More information can be found at the: 

New South Wales

  • In NSW Advance Care Planning can include one or more of the following:
  1. Conversations between you and your family, carer and/or health professional;
  2. Developing an Advance Care Plan on your own or with help from another person. An Advance Care Plan is the documented outcome of advance care planning. It records your preferences about health and treatment goals; 
  3. Appointing an Enduring Guardian. An Enduring Guardian can legally make decisions on your behalf about medical and dental care, if you lose the capacity to make the decision; and 
  4. Making an Advance Care Directive.

More information can be found at the: 

Northern Territory (NT)

  • In the Northern Territory an Advance Personal Plan is a legal document that will set out your future health, financial and life choices should you be unable to make decisions for yourself. 
  • This can be due to age, illness or accident.
  • It is also known as a living will and will only take effect when you lose decision-making capacity while you are still alive. It does not replace your will.
  • Advance Personal Planning replaces enduring power of attorney in the Northern Territory (NT).
  • By completing an Advance Personal Plan a person can choose to include any or all of the following parts to ensure your choices are heard and respected:
  1. A legally binding Advance Consent Decision about your future health care 
  2. An Advance Care Statement about your views, wishes and beliefs as to how you want to be treated in relation to any future health, financial or lifestyle matter; and 
  3. Appoint a substitute decision maker/s to make decisions on your behalf about any matter relevant to your health, financial, legal or lifestyle matters.

More information can be found at the: 

Queensland

  • In Queensland, the components of an Advance Care Plan include:
  1. An Enduring Power of Attorney to appoint a substitute decision maker;
  2. An Advance Health Directive, which is a legal document where a person’s wishes on future medical treatments is recorded in an approved form; and
  3. A Statement of Choices, which is a document that outlines a person’s wishes regarding future medical treatments and informs their substitute decision maker and doctor in making decisions on a person’s behalf.

More information can be found at the: 

South Australia

  • In South Australia, the new Advance Care Directive empowers people to make clear legal arrangements for your future health care, end of life, preferred living arrangements and other personal matters. It replaces the existing Enduring Power of Guardianship, Medical Power of Attorney and Anticipatory Direction with a single, Advance Care Directive Form.
  • An Advance Care Directive is a legal form that allows people over the age of 18 years to:
  1. Write down their wishes, preferences and instructions for future health care, end of life, living arrangements and personal matters; and/or
  2. Appoint one or more Substitute Decision Makers to make these decisions on their behalf when they are unable to do so themselves.

More information can be found at the: 

Tasmania

  1. An Advanced Care Directive form, which is a document stating a person’s wishes regarding future medical treatments.  
  2. The form also includes a component where a person can identify an Enduring Guardian with the authority to make health and lifestyle decisions for another person.
  3. Unless it is registered as part of the Enduring Guardianship process an Advance Care Directive does not have any legal standing but it does serve to represent your wishes for care.

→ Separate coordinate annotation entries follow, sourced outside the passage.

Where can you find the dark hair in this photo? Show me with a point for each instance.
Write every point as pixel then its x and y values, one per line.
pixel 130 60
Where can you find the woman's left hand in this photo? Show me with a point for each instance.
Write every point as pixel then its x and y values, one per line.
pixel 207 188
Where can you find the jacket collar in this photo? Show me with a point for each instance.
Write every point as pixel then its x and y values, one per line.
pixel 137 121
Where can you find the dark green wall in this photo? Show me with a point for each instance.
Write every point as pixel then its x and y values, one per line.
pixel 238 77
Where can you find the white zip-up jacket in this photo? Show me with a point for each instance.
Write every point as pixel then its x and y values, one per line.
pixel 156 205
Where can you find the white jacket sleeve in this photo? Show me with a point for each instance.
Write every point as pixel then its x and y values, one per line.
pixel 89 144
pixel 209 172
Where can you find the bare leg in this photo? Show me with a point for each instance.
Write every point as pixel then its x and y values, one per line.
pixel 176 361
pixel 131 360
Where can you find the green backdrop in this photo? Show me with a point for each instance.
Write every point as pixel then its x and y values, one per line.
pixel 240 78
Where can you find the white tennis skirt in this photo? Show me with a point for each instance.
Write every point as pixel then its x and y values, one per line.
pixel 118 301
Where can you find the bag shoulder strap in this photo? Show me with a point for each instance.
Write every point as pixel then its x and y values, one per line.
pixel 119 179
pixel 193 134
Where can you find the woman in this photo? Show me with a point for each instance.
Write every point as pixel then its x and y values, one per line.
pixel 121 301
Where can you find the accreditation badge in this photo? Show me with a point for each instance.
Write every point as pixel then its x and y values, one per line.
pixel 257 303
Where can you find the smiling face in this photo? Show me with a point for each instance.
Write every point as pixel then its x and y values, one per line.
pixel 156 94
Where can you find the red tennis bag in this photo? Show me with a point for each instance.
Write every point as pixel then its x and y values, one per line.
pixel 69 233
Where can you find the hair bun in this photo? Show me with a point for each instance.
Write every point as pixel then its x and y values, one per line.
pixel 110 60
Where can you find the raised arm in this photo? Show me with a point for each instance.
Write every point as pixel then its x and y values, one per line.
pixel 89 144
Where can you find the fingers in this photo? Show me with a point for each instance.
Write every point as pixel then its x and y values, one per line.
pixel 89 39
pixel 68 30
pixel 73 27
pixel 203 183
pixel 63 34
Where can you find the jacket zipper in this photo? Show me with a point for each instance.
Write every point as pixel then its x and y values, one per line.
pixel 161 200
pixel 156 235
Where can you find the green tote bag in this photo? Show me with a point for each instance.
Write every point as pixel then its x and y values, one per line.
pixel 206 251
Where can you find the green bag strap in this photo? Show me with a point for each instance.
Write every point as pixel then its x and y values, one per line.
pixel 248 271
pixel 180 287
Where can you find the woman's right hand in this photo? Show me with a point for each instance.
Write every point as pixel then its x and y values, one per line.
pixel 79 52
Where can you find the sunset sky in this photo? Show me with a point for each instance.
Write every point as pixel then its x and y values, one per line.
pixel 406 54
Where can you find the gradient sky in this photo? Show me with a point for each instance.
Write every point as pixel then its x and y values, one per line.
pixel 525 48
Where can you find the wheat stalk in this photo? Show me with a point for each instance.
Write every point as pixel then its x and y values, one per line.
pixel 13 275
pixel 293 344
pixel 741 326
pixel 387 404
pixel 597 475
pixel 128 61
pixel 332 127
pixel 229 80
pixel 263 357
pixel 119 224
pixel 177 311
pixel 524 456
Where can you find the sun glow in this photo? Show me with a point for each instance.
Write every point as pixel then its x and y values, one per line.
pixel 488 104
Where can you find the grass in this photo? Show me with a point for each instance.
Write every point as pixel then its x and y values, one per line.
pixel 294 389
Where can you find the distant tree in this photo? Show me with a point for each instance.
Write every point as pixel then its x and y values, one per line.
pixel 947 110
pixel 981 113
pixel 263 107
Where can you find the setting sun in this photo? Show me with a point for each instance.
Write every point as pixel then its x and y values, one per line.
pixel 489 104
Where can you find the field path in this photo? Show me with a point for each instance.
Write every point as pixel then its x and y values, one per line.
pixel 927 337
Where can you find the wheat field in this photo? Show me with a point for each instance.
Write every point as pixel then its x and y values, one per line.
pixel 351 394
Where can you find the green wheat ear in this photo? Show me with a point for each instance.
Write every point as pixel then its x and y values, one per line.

More information can be found at the: 

Victoria

  • In Victoria Advance Care Planning can be verbal or written. Ideally the plan is a combination of both in order to strengthen its influence on clinical decision-making. 
  • In Victoria, an advance care plan consists of :
  1. An Enduring Power of Attorney (Medical Treatment) –  for appointing a substitute decision maker;
  2. An Advance Care Plan/Directive – a document that informs the substitute decision maker and doctor in making decisions; and
  3. A refusal of Treatment Certificate for a Competent or Incompetent Person.  This document sets out the conditions for the legal refusal of medical treatment generally or of a particular kind.

More information can be found at the: 

Western Australia

  • In Western Australia, an Advance Care Plan involves the completion of:
  1. An Advance Care Plan form, including an Enduring Power of Guardianship component which allows a person to appoint a substitute decision maker; and
  2. An Advance Health Directive, which is a legal record of a person’s wishes regarding future medical treatments.